No, I didn't check that.  Thanks for the pointer.

>
> The sched_domain construction flow isn't the easiest thing to follow, but
> NUMA domains *have* to go through sd_init().
>
> What happens is we first go through sched_init_numa(), and there we add
> some more topology levels on top of the default ones (or the arch-defined
> ones if using an arch-defined topology hierarchy) by using the NUMA
> distance table.
>
> We then build the actual domains in sched_init_domains(), and that goes
> through a loop that looks like
>
>   for_each_cpu() {
>       for_each_sd_topology() {
>           build_sched_domain() -> sd_init()
>       }
>   }
>
> where the SD topology loop is going to iterate over the newly-added
> NUMA-specific topology levels. Since that used to unconditionally set
> SD_LOAD_BALANCE, NUMA domains really ought to have it.
>
> If that wasn't the case, we would have fired the (now removed) warning in
> sched_domain_debug_one() that would do:
>
>        if (!(sd->flags & SD_LOAD_BALANCE)) {
>                printk("does not load-balance\n");
>                if (sd->parent)
>                        printk(KERN_ERR "ERROR: !SD_LOAD_BALANCE domain has parent");
>                return -1;
>        }

OK, thanks for all of this information.  I will study the code and
execution some more, and let you know what I find out.

julia

>
> > The effect is that in v5.8, the for_each_domain loop in
> > select_task_rq_fair can always end up at the global NUMA domain, and thus
> > consider any pair of waking cpu (cpu) and previous cpus of the wakee
> > (prev_cpu) as arguments to wake_affine.  Up to v5.7, this was only
> > possible if cpu and prev_cpu were together in some lower level domain, ie
> > sharing the LLC.  The effect is that in v5.8 wake_affine can often end up
> > choosing as a target a core that does not share the LLC with the core
> > where the thread ran previously.  Threads then move around a lot between
> > the different sockets.
> >
> > Was this intentional?
> >
>
> AFAICT it isn't forbidden for the logic here to peek outside of the
> previous LLC. The NUMA reclaim distance thing says we allow affine wakeups
> and fork / exec balancing to move a task to a CPU at most RECLAIM_DISTANCE
> away (in NUMA distance values).

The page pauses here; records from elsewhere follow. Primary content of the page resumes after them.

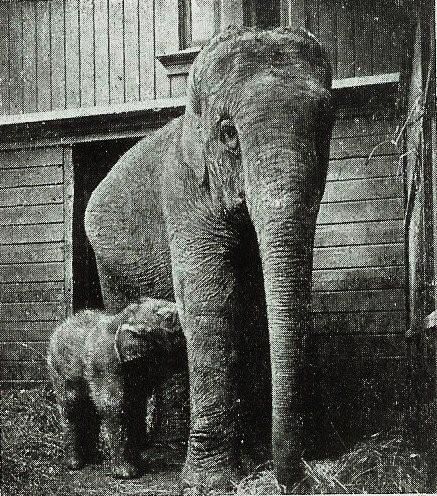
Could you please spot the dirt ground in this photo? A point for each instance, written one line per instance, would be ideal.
(32, 456)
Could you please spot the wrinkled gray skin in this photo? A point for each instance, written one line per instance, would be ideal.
(232, 185)
(103, 369)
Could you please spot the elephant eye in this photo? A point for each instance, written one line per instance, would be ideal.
(228, 134)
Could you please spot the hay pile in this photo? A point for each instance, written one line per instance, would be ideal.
(31, 441)
(381, 464)
(32, 461)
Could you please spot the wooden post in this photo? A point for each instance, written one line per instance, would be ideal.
(68, 230)
(231, 13)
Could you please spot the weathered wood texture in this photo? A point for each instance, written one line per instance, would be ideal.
(358, 278)
(357, 349)
(73, 53)
(34, 241)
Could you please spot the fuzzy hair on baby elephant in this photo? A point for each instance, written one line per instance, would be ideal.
(103, 369)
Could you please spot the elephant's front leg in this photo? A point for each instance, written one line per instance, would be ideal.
(206, 302)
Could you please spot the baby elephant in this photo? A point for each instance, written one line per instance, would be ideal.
(104, 368)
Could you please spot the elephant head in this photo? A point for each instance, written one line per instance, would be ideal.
(256, 136)
(148, 330)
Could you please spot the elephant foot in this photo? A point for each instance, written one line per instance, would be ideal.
(75, 462)
(125, 470)
(216, 481)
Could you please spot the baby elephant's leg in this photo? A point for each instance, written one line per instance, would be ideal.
(109, 397)
(72, 402)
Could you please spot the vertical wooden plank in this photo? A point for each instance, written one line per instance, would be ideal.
(345, 40)
(131, 50)
(16, 58)
(4, 58)
(385, 39)
(72, 56)
(30, 80)
(166, 40)
(101, 52)
(86, 23)
(57, 58)
(312, 16)
(116, 52)
(328, 30)
(202, 16)
(147, 59)
(363, 39)
(43, 55)
(68, 230)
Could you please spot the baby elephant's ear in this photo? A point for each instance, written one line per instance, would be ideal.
(131, 341)
(169, 317)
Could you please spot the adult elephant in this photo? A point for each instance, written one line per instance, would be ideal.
(236, 180)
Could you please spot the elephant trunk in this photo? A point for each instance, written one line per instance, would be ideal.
(283, 204)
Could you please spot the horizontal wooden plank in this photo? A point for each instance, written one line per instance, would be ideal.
(359, 256)
(32, 311)
(362, 146)
(359, 233)
(53, 271)
(350, 127)
(32, 214)
(31, 233)
(33, 195)
(23, 371)
(359, 211)
(361, 278)
(31, 253)
(34, 291)
(27, 330)
(358, 168)
(360, 322)
(358, 346)
(31, 177)
(12, 384)
(23, 351)
(31, 158)
(363, 301)
(363, 189)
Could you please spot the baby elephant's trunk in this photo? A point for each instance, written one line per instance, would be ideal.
(150, 329)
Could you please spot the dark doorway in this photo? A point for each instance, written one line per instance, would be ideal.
(92, 161)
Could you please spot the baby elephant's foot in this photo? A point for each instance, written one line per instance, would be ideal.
(75, 462)
(125, 470)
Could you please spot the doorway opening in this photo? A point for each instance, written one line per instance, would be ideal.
(92, 162)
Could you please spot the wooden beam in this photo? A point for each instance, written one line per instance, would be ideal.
(231, 13)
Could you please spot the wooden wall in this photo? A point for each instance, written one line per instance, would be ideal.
(76, 53)
(35, 256)
(357, 351)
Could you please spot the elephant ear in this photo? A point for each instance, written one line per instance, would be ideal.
(132, 341)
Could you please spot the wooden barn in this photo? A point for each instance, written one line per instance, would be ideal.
(82, 80)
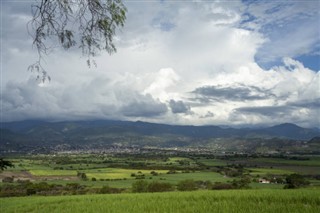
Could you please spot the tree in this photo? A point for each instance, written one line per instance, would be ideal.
(295, 181)
(4, 164)
(90, 24)
(187, 185)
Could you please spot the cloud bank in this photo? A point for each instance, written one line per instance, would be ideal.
(180, 63)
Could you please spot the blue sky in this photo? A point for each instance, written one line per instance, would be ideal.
(237, 63)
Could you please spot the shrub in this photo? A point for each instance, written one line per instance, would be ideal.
(140, 186)
(187, 185)
(159, 187)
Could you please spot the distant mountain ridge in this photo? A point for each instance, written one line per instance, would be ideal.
(48, 137)
(69, 128)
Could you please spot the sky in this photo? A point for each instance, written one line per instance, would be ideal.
(236, 63)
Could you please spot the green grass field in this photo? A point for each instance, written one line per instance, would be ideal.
(238, 201)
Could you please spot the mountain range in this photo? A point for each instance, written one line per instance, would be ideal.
(99, 133)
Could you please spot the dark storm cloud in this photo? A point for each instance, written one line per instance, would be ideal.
(144, 108)
(269, 111)
(178, 106)
(239, 93)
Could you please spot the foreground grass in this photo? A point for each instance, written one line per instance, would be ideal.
(303, 200)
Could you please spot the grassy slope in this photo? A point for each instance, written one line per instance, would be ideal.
(303, 200)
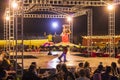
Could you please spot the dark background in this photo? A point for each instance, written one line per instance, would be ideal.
(39, 26)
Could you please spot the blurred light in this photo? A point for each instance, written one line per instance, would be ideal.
(7, 18)
(55, 24)
(110, 7)
(14, 5)
(69, 19)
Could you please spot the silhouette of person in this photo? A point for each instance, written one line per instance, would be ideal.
(65, 50)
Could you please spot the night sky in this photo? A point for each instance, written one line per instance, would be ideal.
(39, 26)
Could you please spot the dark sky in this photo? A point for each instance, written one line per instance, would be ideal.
(39, 26)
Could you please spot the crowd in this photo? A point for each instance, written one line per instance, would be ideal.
(7, 71)
(62, 72)
(82, 72)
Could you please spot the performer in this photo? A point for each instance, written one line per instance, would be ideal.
(65, 50)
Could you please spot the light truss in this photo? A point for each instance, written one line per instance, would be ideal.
(44, 16)
(60, 9)
(69, 2)
(80, 13)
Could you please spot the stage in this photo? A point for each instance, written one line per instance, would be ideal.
(46, 61)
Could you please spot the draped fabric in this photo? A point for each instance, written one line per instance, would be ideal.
(65, 38)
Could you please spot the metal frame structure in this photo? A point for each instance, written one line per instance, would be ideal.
(56, 9)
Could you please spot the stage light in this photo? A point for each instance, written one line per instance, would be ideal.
(110, 7)
(55, 24)
(69, 19)
(7, 18)
(14, 5)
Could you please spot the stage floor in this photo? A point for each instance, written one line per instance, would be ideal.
(44, 60)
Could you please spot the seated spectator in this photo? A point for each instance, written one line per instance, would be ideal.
(97, 73)
(31, 74)
(87, 69)
(58, 75)
(67, 75)
(115, 70)
(80, 66)
(82, 75)
(107, 75)
(3, 73)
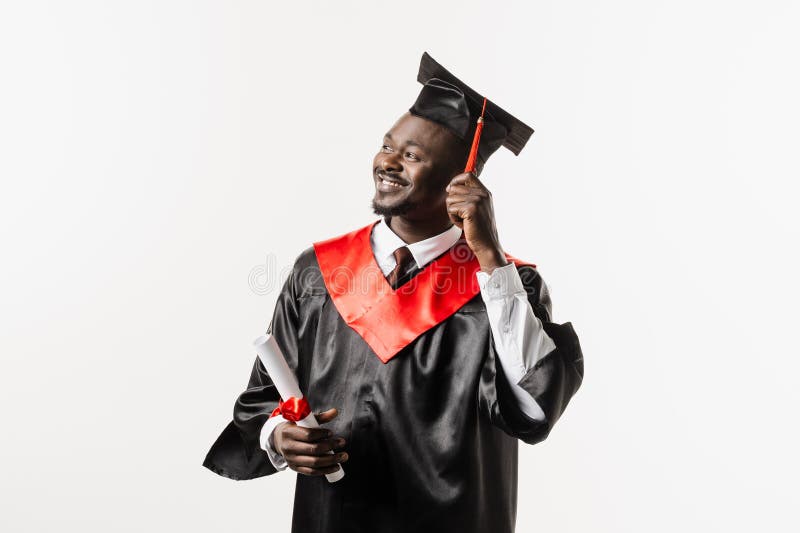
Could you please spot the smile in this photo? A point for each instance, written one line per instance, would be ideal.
(389, 184)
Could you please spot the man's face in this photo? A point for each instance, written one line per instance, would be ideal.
(416, 161)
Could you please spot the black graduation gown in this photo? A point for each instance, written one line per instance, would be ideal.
(431, 434)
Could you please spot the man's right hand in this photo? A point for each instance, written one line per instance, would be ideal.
(306, 449)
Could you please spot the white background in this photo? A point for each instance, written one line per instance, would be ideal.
(154, 154)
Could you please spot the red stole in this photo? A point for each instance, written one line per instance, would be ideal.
(386, 319)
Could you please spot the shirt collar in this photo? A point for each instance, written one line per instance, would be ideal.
(385, 242)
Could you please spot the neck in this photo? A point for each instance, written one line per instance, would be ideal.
(412, 231)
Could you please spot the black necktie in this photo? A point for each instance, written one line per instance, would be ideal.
(404, 261)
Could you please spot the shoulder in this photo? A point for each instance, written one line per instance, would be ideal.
(536, 289)
(305, 277)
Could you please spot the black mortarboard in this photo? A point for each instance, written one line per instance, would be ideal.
(448, 101)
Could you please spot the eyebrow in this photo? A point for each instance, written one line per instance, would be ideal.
(410, 142)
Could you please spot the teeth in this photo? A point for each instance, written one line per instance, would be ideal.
(393, 184)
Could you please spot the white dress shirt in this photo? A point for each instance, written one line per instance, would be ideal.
(519, 338)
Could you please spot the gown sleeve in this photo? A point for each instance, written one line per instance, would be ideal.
(552, 381)
(237, 453)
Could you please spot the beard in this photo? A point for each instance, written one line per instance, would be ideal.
(406, 206)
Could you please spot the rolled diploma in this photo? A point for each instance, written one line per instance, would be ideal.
(285, 381)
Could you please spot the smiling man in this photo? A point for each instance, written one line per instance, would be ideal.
(432, 348)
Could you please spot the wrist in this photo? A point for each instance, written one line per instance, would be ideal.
(491, 259)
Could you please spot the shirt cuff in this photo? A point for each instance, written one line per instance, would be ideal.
(275, 458)
(503, 282)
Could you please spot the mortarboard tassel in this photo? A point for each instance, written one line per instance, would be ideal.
(473, 152)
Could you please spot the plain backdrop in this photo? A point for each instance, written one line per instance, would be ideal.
(163, 163)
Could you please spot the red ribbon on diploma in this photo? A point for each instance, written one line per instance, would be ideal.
(294, 409)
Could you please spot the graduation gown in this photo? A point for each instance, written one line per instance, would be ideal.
(432, 432)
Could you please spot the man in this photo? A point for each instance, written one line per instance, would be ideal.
(431, 346)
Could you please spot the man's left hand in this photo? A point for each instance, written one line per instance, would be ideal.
(469, 205)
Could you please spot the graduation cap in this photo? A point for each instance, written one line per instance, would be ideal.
(448, 101)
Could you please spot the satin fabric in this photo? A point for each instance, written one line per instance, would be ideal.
(432, 434)
(388, 319)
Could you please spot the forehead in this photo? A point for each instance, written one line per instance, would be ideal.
(428, 134)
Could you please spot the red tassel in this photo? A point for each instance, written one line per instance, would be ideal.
(473, 151)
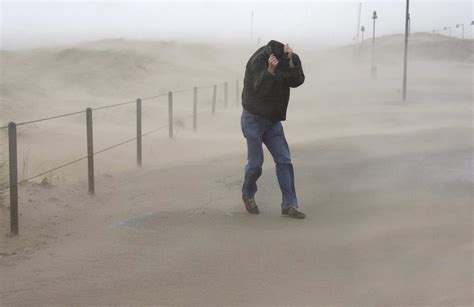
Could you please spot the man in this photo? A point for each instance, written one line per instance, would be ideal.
(269, 74)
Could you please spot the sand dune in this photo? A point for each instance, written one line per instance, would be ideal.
(386, 184)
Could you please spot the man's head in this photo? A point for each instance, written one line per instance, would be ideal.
(277, 48)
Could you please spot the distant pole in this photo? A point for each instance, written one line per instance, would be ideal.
(139, 132)
(448, 29)
(225, 94)
(214, 94)
(472, 24)
(373, 68)
(405, 62)
(195, 110)
(13, 165)
(460, 25)
(237, 92)
(362, 30)
(358, 21)
(409, 25)
(90, 151)
(170, 114)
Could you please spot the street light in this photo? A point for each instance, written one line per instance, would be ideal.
(405, 61)
(409, 25)
(461, 25)
(373, 69)
(446, 29)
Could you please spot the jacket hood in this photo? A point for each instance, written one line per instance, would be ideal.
(277, 48)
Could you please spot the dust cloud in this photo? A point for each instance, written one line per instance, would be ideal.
(386, 183)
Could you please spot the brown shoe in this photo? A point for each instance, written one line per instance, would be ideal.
(250, 205)
(293, 212)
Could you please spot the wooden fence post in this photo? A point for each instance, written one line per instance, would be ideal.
(90, 151)
(214, 96)
(195, 110)
(139, 132)
(13, 160)
(225, 94)
(170, 113)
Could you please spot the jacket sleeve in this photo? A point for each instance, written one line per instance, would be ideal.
(295, 75)
(263, 81)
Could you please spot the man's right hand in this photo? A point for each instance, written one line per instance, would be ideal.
(272, 64)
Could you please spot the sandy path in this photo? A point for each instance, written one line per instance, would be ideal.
(389, 226)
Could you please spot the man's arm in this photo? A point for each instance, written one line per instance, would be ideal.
(295, 75)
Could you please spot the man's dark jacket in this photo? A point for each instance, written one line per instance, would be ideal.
(266, 94)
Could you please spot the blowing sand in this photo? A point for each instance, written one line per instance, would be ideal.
(386, 185)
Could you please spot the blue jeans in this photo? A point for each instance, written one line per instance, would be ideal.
(258, 130)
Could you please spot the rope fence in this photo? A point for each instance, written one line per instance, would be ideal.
(12, 140)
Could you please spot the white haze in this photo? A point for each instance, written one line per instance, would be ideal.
(317, 23)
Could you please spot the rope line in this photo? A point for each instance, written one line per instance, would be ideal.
(109, 106)
(104, 149)
(183, 90)
(156, 96)
(49, 118)
(83, 158)
(113, 105)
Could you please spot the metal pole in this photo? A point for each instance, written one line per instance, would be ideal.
(225, 94)
(214, 96)
(251, 27)
(195, 110)
(405, 62)
(170, 113)
(358, 21)
(139, 132)
(90, 151)
(373, 50)
(13, 159)
(237, 92)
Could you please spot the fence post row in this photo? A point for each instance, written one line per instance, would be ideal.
(237, 100)
(90, 151)
(225, 94)
(214, 93)
(195, 110)
(13, 165)
(170, 113)
(139, 132)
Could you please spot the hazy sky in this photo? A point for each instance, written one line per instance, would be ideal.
(41, 23)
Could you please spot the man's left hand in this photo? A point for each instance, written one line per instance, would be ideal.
(289, 51)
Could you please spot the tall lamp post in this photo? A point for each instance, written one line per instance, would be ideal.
(405, 62)
(446, 29)
(373, 69)
(409, 25)
(461, 25)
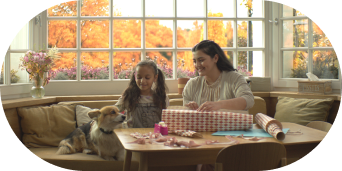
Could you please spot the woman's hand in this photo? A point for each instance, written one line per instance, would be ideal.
(193, 105)
(209, 106)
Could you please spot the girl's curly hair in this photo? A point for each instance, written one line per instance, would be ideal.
(131, 95)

However, I don't remember any patch
> changing this between v5.7 and v5.8.
>
> Briefly glancing over the kernel/sched log between v5.7 and v5.8, I don't
> see any obvious culprits. Did you try to bisect this? If it indeed ends on
> the SD_LOAD_BALANCE thing, well, I'll be off eating my keyboard.
>
> > The effect can be seen in the traces of the parsec vips benchmark at the
> > following URL:
> >
> > https://pages.lip6.fr/Julia.Lawall/vips.pdf
> >
> > The first two graphs (complete run and small fragment) are Linux v5.7 and
> > the next two are Linux v5.8.  The machine has 160 hardware threads
> > organized in 4 sockets and the colors are by socket.  In the small
> > fragment for v5.7 (second graph), one can see that a given pid pretty much
> > stays on the same socket, while in the corresponding fragment for v5.8
> > (fourth graph), the pids move around between the sockets.  The x's
> > describe the unblocks that result in a migration.  A pink x means that the
> > migration is in the same socket, while a blue x means that the migration
> > is to another socket. It's not apparent from the graphs, but by adding
> > some tracing, it seems that the new socket is always the one of the core
> > that handles the wakeup.
> >
>
> Interesting graphs, thanks for sharing!
>
> > I haven't yet studied the early part of the execution of vips in detail,
> > but I suspect that the same issue causes all of the threads to be
> > initially on the same socket in v5.7, while in v5.8 they are more quickly
> > dispersed to other sockets.
> >
> > My impression from the parsec and the NAS benchmarks is that the v5.8
> > performance is a bit better than v5.7, probably because of getting more
> > threads to more different sockets earlier, but other benchmarks might
> > rely more on locality and might react less well to threads moving around
> > so much in this way.
> >
> > julia
>